Le comble, c’est que les Occidentaux feignent oublier d’inscrire leurs crimes à l’agenda de la CPI, mais s’empressent à inscrire les crimes qu’ils imputent aux Saddam Hussein, Slobodan Milosevic, Mouammar Kadhafi, Manuel Noriega ou Vladimir Poutine. 

Ceci expliquant cela, les récits médiatiques des Occidentaux a toujours eu tendance à diaboliser au maximum l’adversaire, l’ennemi du jour. Hier c’était Saddam Hussein qui était qualifié d’être le nouvel Hitler, aujourd’hui c’est le tour de Vladimir Poutine d’être mis au pilori avec en prime un pseudo mandat d’arrêt international délivré par les soins douteux d’une Cour pénale internationale inféodée aux intérêts occidentaux.

Le deuxième pendant de la stratégie médiatique après la diabolisation du président russe est de discréditer les Russes en tant que peuple, d’institutions et de civilisation qui aspire à autonomiser leur décision et de bâtir un système multipolaire plus juste aux côtés d’autres pays-civilisations à l’instar de la Chine et du monde musulman et quelques pays africains.  

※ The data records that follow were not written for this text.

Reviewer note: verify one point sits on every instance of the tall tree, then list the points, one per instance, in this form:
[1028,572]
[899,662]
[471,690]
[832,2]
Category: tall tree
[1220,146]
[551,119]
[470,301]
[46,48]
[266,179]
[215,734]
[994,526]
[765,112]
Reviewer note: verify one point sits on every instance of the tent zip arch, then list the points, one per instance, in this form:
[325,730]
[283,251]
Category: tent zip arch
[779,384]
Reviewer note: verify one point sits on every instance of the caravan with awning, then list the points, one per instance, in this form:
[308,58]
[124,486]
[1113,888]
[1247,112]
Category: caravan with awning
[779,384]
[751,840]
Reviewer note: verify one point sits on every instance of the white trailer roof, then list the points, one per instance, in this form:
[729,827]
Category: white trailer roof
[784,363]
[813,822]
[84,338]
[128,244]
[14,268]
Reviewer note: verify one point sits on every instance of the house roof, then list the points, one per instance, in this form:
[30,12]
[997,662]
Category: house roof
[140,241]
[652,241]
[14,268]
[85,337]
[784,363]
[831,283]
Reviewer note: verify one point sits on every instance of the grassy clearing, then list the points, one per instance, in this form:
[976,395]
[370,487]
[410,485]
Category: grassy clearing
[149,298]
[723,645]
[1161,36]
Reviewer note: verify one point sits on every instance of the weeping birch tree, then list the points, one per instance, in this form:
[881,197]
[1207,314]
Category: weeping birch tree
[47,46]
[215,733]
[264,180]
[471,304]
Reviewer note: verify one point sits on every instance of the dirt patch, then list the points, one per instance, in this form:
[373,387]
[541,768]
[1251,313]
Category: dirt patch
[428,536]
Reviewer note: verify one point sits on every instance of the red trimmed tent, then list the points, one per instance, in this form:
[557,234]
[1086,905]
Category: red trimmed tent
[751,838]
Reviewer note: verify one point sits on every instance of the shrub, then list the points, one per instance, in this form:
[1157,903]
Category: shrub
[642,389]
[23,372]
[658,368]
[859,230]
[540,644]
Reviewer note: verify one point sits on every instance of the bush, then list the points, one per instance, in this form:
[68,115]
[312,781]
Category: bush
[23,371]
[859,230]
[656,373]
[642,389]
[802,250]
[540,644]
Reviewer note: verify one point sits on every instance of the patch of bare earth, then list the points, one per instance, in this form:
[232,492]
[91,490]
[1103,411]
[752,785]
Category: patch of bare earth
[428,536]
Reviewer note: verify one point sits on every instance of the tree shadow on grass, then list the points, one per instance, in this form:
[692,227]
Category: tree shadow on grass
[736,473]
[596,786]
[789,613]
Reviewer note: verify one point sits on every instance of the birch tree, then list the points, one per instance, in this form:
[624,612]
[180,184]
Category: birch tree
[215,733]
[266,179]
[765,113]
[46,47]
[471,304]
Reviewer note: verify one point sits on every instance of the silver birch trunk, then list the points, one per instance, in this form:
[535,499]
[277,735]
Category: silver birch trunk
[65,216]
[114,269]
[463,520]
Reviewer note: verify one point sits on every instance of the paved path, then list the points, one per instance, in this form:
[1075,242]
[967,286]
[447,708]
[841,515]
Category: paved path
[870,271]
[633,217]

C’est d’ailleurs l’architecture du monde de demain, un monde post-occidental qui se dessine à la lumière des grands ensembles qui voient le jour depuis quelques années et se posent en alternatives à l’impasse dans laquelle l’Occident a enchâssé le monde. Les BRICS+ et l’Organisation de coopération de Shanghai (OCS) sont les modèles les plus aboutis de ces alternatives à l’après-empire.

Le principe de non-alignement et la neutralité positive de nombreux pays à l’occasion de la crise en Ukraine sont autant de positions à capitaliser afin de bâtir un monde plus juste, diversifié et où l’instrumentalisation des institutions onusiennes n’aura plus cours.